E anche la morte, incombente, nella fede trova un destino, un Volto. Scrive San Paolo che «nessuno di noi vive per se stesso e nessuno muore per se stesso, perché se noi viviamo, viviamo per il Signore, se noi moriamo, moriamo per il Signore. Sia che viviamo, sia che moriamo, siamo del Signore» (Rom 14, 7-8). Se solo comprendessimo questa intima e reciproca appartenenza, della nostra vita con la vita di Cristo, della nostra morte con la Sua; se solo comprendessimo la preziosità di ogni sofferenza se inserita in quella di Cristo, avremmo toccato «il centro più profondo e più inesplorato, il più originale ed operante di tutto il cristianesimo… il punto verginale della dottrina di Cristo» (3).

Ad Arezzo, c’è un dipinto che ritrae San Francesco aggrappato ai piedi di Gesù in croce. Dai piedi del Cristo cola sangue che attraversa le stigmate di Francesco e diventa un solo e unico sangue, una sola morte, una sola redenzione. È «il fiume del Sangue Divino – continua don Carlo – che si arricchisce per la confluenza dell’umano dolore ed è nel fiume divino che ogni stilla di sofferenza umana e di pianto acquista valore soprannaturale di redenzione e grazia» (4). Dopo Cristo «non è più possibile altra redenzione che non sia “cristiana” e il sangue dell’uomo non ha potere di purificazione e di pacificazione se non è versato e commisto a quello di Cristo …» (5).

Questa commistione, questo confluire di sangue umano e divino è il centro, profondo e inesplorato, «il punto verginale della dottrina di Cristo». Il mistero di uno stesso sangue, di una stessa vita, di uno stesso destino tra noi e Dio. Ché ci autorizza a pensare ad uno stesso sangue, una stessa vita, uno stesso destino anche tra di noi. Più forte e più saldo dell’evidenza biologica, spesso insufficiente a generare l’amore. Solo da questa coscienza, da questo punto verginale, viene la salvezza.

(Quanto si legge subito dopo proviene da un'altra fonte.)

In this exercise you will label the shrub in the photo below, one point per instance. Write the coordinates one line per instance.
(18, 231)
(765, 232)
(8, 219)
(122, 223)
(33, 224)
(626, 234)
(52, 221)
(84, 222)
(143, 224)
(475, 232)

Non sono superstizioni, ma una verità necessaria. Tanto più ora che alcuni medici raccontano quanta fatica facciano a dimettere quegli anziani sopravvissuti al virus. I parenti, i figli, a casa non li vogliono. Come se non condividessero più lo stesso sangue. La stessa vita. E non fossero più figli. Il personale sanitario si rifiuta ormai di telefonare per evitare gli insulti di quelli di “casa”, mentre chi è sopravvissuto, forse, avrebbe preferito morire.

Che l’irruzione di questo virus ci aiuti a nominare tutta l’ipocrisia che soffoca l’umano e il divino in noi, e la Pasqua di Gesù ci ridoni quella commistione di sangue, di vita e di destino con Lui che ci salva. Così sia.

 

 

  1. Parole tratte da questo reportage del New York Times
  2. C. Gnocchi, Cristo con gli alpini, Milano 2003, 67.
  3. C. Gnocchi, Pedagogia del dolore innocente, Milano 2016, 40.
  4. Idem, 41.
  5. C. Gnocchi, Cristo con gli alpini, 82.